Brennus, le Gaulois, l’avait dit aux Romains. Vae victis, malheur aux vaincus. Les vainqueurs ont toujours le beau rôle. Ils écrivent l’histoire. La dernière élection présidentielle est déjà de l’histoire ancienne. Les vieux routiers ont pris un coup de vieux et le couperet est tombé. Des plus jeunes qui tombent en politique ont appris à leurs dépens que cette forme d’engagement requiert du métier. C’est un univers glauque truffé de coups de théâtre. Être une bête de scène politique ne suffit plus. Il faut être rock and roll. Anticonformiste. Antisystème. Être aux antipodes de tout ce qui est antédiluvien. Mais il n’est pas sûr que le déluge du 24 mars soit un déclic. Car il y a un hic. Les nouveaux gouvernants gouvernent de plus en plus des citoyens qui savent aller voter le dimanche sans histoire mais savent aussi se montrer ingouvernables. Une chose est donc de profiter du suffrage universel, une autre est d’avoir des qualités exceptionnelles de prestidigitation pour imager les recettes miracle. Le premier outil du parti de la victoire n’est pas de vendre du vent. C’est de vendre du rêve. Son cauchemar à lui est de se rendre tout de suite compte que la critique est aisée mais l’art est difficile. Surtout quand on est caricaturé en novice. La position de commentateur est commode. Celle qui fait de vous acteur et responsable est complètement différente. Dans la rue, la démagogie est permise. Au pouvoir, on vit un rêve éveillé où le droit à l’erreur ou de se tromper n’existe pas.
Vendre du rêve, pas du vent
Les rêves les plus longs ont toujours une fin. Les élections virent au référendum. L’électeur n’a pas le même référentiel que celui qui brigue ses suffrages. Les professionnels de la politique découvrent l’amateurisme et le défaitisme. Dans le monde bigarré des gens défaits figurent aussi les gens démesurément ambitieux. Les débutants et désabusés qui faisaient semblant d’y croire échouent à la première tentative. Ils étaient aussi nombreux tous ceux qui se croyaient indispensables parce que soi-disant une bonne étoile avait tissé leur destin. Faisant bande à part ou coalisés, les éclopés sont couturés de cicatrices et auront du mal à panser les blessures. Insubmersible depuis son installation, Benno bokk yaakar était en fait un tigre de papier. Il a suffi d’un seul homme pour que le rouleau compresseur soit au bout du rouleau. Le jour n’est plus loin avant que l’appareil tombé en désuétude ne vole en mille morceaux. Il n’y a plus de pilote dans l’avion. La locomotive Apr avait déjà déraillé. Une famille politique sans franche camaraderie se fait mal tout seul. L’émotion de la cinglante défaite ne peut justifier une motion de censure. Le bon sens du bon perdant, c’est la motion de bienveillance. Il est trop tôt de penser à une quelconque revanche. Prématuré de sortir de sa tanière. Les grands blessés de guerre sont aussi incarnés par des individualités en chair et en os. Personnaliser le débat ne garantit pas un débat de fond. Mais il s’agissait de rendez-vous d’un homme ou d’une femme avec son peuple. Un homme ou une femme exceptionnel.

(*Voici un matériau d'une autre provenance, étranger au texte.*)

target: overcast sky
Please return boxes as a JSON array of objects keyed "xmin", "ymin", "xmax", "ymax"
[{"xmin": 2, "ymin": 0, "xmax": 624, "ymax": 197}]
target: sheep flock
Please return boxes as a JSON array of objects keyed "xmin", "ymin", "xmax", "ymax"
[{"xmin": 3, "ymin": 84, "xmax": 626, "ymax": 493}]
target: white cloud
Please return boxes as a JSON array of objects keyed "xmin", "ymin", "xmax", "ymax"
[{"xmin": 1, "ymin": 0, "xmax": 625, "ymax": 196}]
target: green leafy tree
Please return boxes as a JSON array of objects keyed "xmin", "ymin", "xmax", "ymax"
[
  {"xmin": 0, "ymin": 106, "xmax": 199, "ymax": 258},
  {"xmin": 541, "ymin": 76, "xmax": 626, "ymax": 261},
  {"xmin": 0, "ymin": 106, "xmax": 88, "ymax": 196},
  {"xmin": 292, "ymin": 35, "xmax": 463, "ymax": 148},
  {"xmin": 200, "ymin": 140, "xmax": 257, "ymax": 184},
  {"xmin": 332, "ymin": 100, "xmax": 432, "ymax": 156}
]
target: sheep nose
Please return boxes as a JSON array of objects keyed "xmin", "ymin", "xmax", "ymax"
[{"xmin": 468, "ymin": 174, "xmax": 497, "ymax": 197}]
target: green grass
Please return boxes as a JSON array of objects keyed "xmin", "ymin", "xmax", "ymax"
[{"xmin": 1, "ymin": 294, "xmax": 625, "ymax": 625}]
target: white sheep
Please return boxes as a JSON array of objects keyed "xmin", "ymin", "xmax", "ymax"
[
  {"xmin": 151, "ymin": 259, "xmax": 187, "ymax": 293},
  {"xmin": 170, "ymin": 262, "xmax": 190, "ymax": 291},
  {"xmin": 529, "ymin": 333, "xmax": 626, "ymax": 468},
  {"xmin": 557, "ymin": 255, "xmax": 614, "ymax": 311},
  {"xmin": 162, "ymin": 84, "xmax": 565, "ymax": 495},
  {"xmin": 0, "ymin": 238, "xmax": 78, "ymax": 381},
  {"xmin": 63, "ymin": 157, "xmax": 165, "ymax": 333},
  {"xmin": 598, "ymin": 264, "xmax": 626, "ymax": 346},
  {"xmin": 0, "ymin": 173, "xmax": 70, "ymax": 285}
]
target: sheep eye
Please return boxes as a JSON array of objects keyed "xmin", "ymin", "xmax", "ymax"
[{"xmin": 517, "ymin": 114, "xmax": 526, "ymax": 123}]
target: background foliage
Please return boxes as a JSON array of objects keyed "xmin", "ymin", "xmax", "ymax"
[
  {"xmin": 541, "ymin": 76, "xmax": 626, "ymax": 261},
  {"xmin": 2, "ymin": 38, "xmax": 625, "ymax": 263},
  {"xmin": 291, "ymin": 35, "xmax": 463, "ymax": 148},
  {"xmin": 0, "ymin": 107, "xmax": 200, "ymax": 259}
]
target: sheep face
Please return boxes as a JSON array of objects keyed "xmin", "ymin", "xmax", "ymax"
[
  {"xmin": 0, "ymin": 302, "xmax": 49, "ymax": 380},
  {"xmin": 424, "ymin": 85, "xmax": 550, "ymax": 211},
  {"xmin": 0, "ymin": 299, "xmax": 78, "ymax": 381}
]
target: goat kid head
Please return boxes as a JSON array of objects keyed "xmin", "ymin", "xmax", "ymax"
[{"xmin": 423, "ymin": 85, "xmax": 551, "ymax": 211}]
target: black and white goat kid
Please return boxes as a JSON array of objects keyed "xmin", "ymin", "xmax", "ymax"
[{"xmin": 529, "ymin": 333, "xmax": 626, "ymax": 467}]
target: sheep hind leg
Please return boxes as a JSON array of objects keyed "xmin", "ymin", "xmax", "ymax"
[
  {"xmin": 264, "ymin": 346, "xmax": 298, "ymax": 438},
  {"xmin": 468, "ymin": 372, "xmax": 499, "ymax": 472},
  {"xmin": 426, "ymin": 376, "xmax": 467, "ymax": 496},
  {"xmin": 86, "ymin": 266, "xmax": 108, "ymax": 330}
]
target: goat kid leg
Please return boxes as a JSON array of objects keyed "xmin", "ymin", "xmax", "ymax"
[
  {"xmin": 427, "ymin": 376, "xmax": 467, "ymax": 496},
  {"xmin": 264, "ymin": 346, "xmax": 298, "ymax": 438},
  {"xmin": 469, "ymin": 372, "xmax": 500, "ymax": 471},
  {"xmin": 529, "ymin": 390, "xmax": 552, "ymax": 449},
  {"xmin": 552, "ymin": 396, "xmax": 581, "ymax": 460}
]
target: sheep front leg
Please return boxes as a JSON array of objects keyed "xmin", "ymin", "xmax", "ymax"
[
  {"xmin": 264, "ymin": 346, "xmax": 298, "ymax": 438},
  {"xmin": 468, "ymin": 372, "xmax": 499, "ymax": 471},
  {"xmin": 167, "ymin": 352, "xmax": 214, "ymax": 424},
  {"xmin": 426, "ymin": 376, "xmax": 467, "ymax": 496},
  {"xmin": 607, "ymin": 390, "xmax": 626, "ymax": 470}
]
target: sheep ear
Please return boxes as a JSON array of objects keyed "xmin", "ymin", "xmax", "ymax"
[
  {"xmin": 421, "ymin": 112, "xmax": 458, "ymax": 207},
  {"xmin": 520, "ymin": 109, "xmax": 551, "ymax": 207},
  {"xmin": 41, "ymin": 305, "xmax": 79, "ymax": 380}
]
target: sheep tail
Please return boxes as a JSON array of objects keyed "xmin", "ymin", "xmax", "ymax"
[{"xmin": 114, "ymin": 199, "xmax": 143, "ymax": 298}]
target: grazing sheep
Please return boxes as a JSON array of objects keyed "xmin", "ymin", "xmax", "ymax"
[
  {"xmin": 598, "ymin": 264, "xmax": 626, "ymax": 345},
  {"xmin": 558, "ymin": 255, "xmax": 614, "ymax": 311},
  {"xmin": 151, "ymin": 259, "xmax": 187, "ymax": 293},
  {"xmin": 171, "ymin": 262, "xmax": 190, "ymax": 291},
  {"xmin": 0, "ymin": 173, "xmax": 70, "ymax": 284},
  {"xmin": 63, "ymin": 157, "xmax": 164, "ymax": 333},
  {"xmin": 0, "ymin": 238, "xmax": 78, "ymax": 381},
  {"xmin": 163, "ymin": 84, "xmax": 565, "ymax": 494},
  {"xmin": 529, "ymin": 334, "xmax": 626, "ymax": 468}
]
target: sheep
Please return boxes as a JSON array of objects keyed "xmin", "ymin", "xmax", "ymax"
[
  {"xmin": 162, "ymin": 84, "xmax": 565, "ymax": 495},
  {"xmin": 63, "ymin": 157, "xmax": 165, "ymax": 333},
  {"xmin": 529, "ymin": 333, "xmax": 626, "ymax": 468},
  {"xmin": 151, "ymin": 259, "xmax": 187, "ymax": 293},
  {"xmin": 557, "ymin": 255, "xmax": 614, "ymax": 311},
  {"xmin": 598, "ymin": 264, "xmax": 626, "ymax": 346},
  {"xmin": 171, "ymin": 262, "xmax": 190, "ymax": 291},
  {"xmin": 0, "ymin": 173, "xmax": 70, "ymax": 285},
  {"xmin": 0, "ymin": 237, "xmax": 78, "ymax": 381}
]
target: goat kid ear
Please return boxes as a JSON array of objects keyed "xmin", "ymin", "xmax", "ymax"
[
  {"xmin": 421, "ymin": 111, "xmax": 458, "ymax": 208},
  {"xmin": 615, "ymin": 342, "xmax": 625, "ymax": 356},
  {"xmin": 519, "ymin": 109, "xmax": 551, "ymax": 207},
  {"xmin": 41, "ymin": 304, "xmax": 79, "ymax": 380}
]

Faire l’histoire et les histoires commencent
Nommons donc les choses et les êtres. Amadou Ba n’a rien fait pour éviter d’être tiré vers le bas. Passer son temps à cacher son jeu se paie cash. Autre grand gâchis, Idy qui se voyait 4ème président n’est même pas le numéro 5. Il en avait toutes les aptitudes. Mais en a-t-il eu l’attitude ? Toute idylle est basée sur la confiance. Quand elle n’est plus là, la méfiance est une idée qui se répand. Autre mésaventure, celle de Khalifa. Son manque de magnétisme et la présence d’un phénomène qui grille la politesse ont été chao- tiques pour son aventure. Même le champion du Pds n’aurait pas fait le poids dans ces circonstances. En quelque sorte, Karim a été sauvé par le Conseil constitutionnel. Loin du spectacle, il s’est contenté de donner une consigne de vote. La démocratie est un spectacle sans spectateur. Les absents ont toujours tort. Redresseurs de tort et juges de paix, les Sénégalais s’attendent maintenant à un spectacle féerique de la part de ceux qu’ils ont choisis. Si les nouveaux dirigeants ne font pas de bons choix et manquent leur cible, ils seront très vite la cible des détracteurs qui surgiront de partout. Malheur aux vaincus mais gare aux maladresses. Les vainqueurs font l’histoire. En même temps, les histoires commencent pour eux.